Poetry, Prose, Opinions about Aging from an Ex-cowgirl Octogenarian.

 Upon First Reading “Tintern Abbey”

  



   

  I first read “Tintern Abbey'' at Tintern Abbey on April 21, 2012.  I was sitting in the back seat of David’s VW Passat with a cd playing American country music.  David is my sister’s sixty-four year old British husband, an awfully nice man she met on the Internet.  While they strolled around the site in the light, cold rain, I stayed in the car and read the poem, half listening to  “Smoke, Smoke That Cigarette” by Tex Williams and then  “Ragtime Cowboy Joe'' by the Hill Billies.




   Reading the poem while I looked at the ruins through a rain-spotted window was about being able to say that I was reading “Tintern Abbey” while looking at Tintern Abbey.   Just as I would be able to tell them back home a week later that I bought cheddar at Cheddar.   Even I want to say, “So what?”

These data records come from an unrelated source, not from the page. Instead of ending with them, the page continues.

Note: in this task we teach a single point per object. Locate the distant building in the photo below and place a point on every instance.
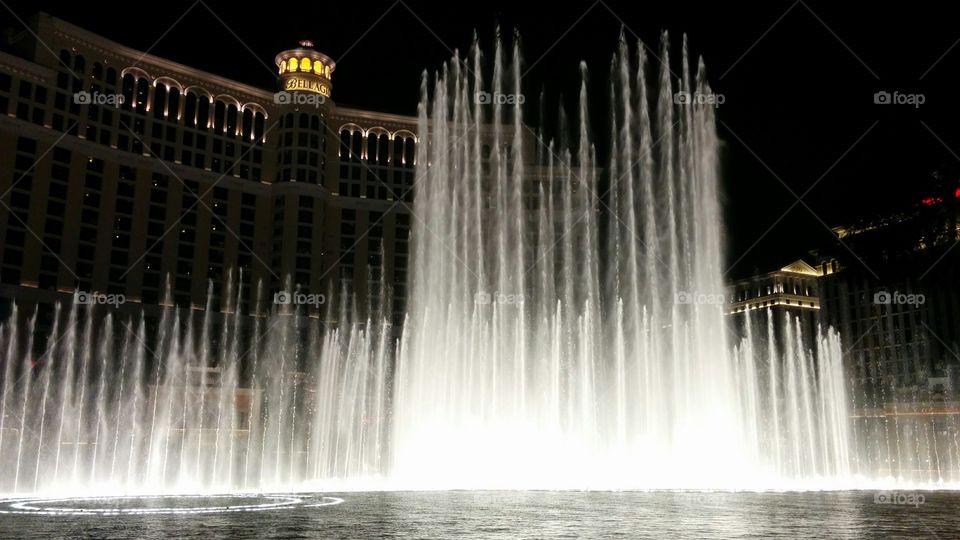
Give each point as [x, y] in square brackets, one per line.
[790, 293]
[125, 169]
[895, 301]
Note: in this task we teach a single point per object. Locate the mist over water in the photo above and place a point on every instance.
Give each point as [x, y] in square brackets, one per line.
[551, 339]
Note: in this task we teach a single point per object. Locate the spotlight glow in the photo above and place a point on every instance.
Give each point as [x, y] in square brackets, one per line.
[258, 503]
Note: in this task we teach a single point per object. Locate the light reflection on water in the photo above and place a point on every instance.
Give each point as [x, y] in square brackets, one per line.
[533, 514]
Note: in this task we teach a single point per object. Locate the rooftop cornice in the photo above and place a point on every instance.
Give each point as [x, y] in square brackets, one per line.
[126, 57]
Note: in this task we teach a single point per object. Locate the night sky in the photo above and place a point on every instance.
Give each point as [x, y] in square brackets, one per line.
[798, 79]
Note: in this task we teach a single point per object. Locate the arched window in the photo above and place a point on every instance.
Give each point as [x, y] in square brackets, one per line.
[159, 100]
[127, 89]
[356, 146]
[247, 126]
[397, 151]
[258, 126]
[190, 110]
[173, 104]
[219, 115]
[409, 151]
[344, 145]
[383, 150]
[231, 120]
[143, 94]
[371, 147]
[203, 113]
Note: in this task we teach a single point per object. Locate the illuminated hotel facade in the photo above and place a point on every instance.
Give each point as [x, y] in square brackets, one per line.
[125, 173]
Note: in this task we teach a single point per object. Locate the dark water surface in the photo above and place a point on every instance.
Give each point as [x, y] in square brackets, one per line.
[501, 514]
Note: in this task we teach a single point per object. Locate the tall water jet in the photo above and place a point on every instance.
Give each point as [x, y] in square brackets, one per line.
[537, 356]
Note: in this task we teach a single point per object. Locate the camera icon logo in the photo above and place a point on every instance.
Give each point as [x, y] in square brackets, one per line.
[882, 98]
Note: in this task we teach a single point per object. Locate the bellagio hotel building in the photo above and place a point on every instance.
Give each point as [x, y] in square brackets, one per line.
[125, 173]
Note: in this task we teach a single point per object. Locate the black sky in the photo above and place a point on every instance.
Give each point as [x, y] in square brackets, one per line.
[798, 81]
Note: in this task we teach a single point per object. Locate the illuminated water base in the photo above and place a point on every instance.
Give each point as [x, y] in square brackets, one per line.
[546, 343]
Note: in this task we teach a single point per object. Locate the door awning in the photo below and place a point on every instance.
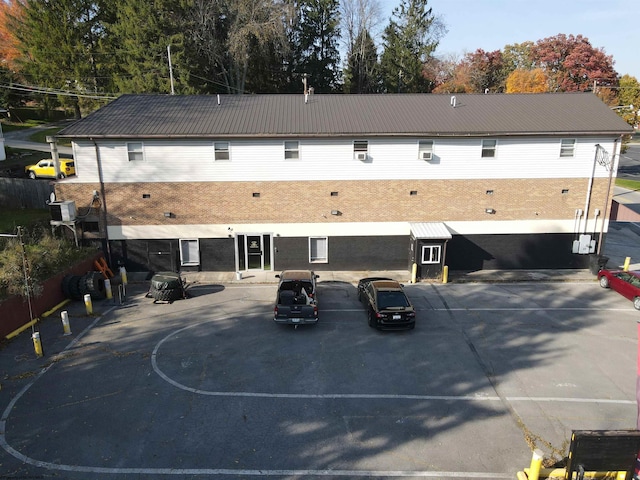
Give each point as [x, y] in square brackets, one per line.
[430, 231]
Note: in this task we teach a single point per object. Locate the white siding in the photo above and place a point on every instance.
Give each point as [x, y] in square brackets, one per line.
[332, 159]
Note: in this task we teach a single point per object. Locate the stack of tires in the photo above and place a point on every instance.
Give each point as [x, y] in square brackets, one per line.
[76, 287]
[166, 287]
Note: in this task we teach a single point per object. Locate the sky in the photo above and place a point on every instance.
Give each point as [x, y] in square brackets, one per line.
[610, 25]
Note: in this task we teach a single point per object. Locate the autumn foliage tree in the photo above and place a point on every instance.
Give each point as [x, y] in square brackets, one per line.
[526, 81]
[486, 70]
[572, 63]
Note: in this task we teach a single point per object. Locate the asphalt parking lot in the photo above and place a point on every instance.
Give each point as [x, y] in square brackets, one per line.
[210, 387]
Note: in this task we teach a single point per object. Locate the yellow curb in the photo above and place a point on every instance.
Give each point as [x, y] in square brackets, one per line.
[17, 332]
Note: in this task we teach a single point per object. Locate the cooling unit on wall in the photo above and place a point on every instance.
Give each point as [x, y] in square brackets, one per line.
[63, 211]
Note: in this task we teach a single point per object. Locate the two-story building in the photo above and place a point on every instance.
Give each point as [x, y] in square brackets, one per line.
[346, 182]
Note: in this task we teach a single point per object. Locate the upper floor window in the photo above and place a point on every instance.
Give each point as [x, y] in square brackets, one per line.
[567, 147]
[489, 148]
[360, 149]
[318, 250]
[291, 150]
[135, 151]
[425, 149]
[221, 150]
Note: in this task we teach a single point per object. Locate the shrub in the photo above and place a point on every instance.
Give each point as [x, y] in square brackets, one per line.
[46, 256]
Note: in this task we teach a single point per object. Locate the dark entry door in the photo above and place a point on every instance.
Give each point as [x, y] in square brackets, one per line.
[254, 252]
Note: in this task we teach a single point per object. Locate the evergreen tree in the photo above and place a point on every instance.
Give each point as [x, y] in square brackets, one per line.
[315, 46]
[139, 36]
[410, 39]
[238, 45]
[59, 46]
[362, 72]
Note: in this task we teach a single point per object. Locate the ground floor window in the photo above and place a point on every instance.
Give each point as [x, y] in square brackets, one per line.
[189, 252]
[431, 253]
[318, 250]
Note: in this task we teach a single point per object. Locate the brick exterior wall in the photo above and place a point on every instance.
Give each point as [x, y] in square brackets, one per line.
[358, 200]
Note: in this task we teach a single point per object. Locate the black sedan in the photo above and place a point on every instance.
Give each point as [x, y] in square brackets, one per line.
[388, 307]
[626, 284]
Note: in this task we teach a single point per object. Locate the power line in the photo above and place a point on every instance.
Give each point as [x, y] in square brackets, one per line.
[52, 91]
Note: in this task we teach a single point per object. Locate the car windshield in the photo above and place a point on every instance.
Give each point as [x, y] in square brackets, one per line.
[297, 286]
[388, 300]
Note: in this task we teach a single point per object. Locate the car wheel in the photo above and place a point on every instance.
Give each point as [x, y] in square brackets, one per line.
[371, 318]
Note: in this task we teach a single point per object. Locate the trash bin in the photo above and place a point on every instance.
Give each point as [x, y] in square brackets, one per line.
[597, 263]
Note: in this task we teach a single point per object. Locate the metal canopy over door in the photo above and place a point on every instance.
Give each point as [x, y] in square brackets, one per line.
[254, 251]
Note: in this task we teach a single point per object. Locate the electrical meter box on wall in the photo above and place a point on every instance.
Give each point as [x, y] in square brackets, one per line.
[63, 211]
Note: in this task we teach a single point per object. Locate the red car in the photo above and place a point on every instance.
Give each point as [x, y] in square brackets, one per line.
[626, 284]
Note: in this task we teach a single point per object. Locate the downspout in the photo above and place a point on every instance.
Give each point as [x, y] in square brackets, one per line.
[607, 201]
[104, 203]
[589, 188]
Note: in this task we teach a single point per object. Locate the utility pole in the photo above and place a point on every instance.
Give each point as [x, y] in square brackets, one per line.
[170, 69]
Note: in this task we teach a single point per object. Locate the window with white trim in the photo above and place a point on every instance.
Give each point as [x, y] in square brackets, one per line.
[431, 253]
[567, 147]
[221, 150]
[135, 151]
[318, 250]
[291, 150]
[189, 252]
[360, 149]
[489, 148]
[425, 149]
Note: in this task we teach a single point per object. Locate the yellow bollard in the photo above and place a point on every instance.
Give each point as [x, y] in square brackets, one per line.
[88, 304]
[65, 323]
[536, 463]
[37, 344]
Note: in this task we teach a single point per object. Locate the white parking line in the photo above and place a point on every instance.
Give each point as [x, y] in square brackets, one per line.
[362, 396]
[265, 472]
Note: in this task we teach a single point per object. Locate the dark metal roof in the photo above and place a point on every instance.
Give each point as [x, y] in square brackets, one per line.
[147, 116]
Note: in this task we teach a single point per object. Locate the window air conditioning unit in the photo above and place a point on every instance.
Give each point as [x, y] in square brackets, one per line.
[63, 211]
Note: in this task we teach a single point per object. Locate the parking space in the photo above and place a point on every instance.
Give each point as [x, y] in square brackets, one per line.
[211, 387]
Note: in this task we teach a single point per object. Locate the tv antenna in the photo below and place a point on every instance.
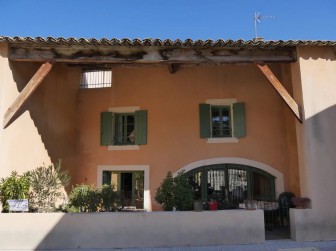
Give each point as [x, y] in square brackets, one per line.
[257, 19]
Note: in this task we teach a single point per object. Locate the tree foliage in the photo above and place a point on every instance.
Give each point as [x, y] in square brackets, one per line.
[13, 187]
[47, 187]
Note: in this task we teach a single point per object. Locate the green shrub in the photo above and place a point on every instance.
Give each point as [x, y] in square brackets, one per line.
[46, 184]
[12, 188]
[85, 198]
[175, 192]
[110, 198]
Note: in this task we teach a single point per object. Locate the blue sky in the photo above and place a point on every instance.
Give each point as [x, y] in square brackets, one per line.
[195, 19]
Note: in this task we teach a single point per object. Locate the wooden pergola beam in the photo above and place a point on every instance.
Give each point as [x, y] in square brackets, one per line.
[148, 55]
[27, 91]
[281, 90]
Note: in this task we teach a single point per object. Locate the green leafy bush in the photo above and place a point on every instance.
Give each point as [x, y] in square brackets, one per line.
[12, 188]
[85, 198]
[175, 192]
[46, 187]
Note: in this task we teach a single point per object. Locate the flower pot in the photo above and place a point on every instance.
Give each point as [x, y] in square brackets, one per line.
[198, 206]
[251, 204]
[213, 205]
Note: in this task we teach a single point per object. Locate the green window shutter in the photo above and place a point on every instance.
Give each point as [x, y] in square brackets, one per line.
[107, 177]
[140, 127]
[239, 120]
[205, 126]
[106, 134]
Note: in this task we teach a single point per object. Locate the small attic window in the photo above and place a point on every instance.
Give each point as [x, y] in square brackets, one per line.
[96, 79]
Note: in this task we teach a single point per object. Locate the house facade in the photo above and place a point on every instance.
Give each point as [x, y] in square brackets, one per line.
[127, 112]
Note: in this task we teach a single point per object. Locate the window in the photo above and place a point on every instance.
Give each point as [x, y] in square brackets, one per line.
[123, 128]
[231, 184]
[96, 79]
[129, 185]
[132, 181]
[222, 119]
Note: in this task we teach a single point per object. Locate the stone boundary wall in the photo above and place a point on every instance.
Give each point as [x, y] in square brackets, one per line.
[127, 230]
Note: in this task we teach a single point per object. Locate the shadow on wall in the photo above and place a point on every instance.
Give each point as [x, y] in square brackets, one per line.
[52, 108]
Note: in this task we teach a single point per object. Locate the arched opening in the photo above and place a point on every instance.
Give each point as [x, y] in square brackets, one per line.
[231, 184]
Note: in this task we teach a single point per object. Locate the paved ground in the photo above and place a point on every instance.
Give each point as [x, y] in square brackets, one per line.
[274, 245]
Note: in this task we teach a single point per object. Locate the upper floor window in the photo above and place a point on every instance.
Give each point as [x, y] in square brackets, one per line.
[124, 129]
[221, 121]
[123, 126]
[96, 79]
[222, 118]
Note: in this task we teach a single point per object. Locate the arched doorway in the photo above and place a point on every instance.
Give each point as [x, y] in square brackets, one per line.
[231, 184]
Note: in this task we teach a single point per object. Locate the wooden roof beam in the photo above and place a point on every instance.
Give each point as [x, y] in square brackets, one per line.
[281, 90]
[27, 91]
[151, 55]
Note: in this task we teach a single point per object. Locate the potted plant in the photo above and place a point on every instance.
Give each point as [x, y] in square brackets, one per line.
[175, 193]
[301, 202]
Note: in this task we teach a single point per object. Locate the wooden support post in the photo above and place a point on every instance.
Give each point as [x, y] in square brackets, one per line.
[27, 91]
[281, 90]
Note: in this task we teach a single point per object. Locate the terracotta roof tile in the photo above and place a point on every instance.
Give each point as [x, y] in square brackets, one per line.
[51, 41]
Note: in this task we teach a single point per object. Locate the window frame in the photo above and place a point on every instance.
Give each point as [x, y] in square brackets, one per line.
[226, 167]
[140, 127]
[229, 102]
[221, 109]
[117, 133]
[128, 168]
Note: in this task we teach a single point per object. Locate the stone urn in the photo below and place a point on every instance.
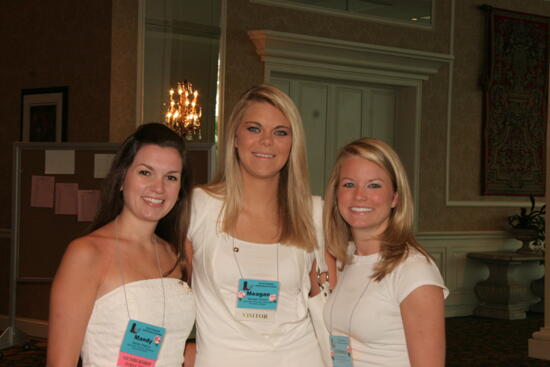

      Since meeting my sister two years ago, David, a retired banker, has had a crush on all things western.  He loves driving ninety miles an hour on the wide open spaces between Reno and Elko, Nevada, our home town. When they are back in England,  he listens to his collection of classic country music  as he drives within the speed limit to Bristol, where he and my sister attend bikram yoga three days a week.

 

   So what about the juxtaposition of a literary classic while listening to classic western swing?  Could I make the case that Buffalo Bill and Bill Wordsworth are saddle pals at heart?  Nostalgia and swagger.  Probably not.  Sometimes the juxtapositions in life are just interesting.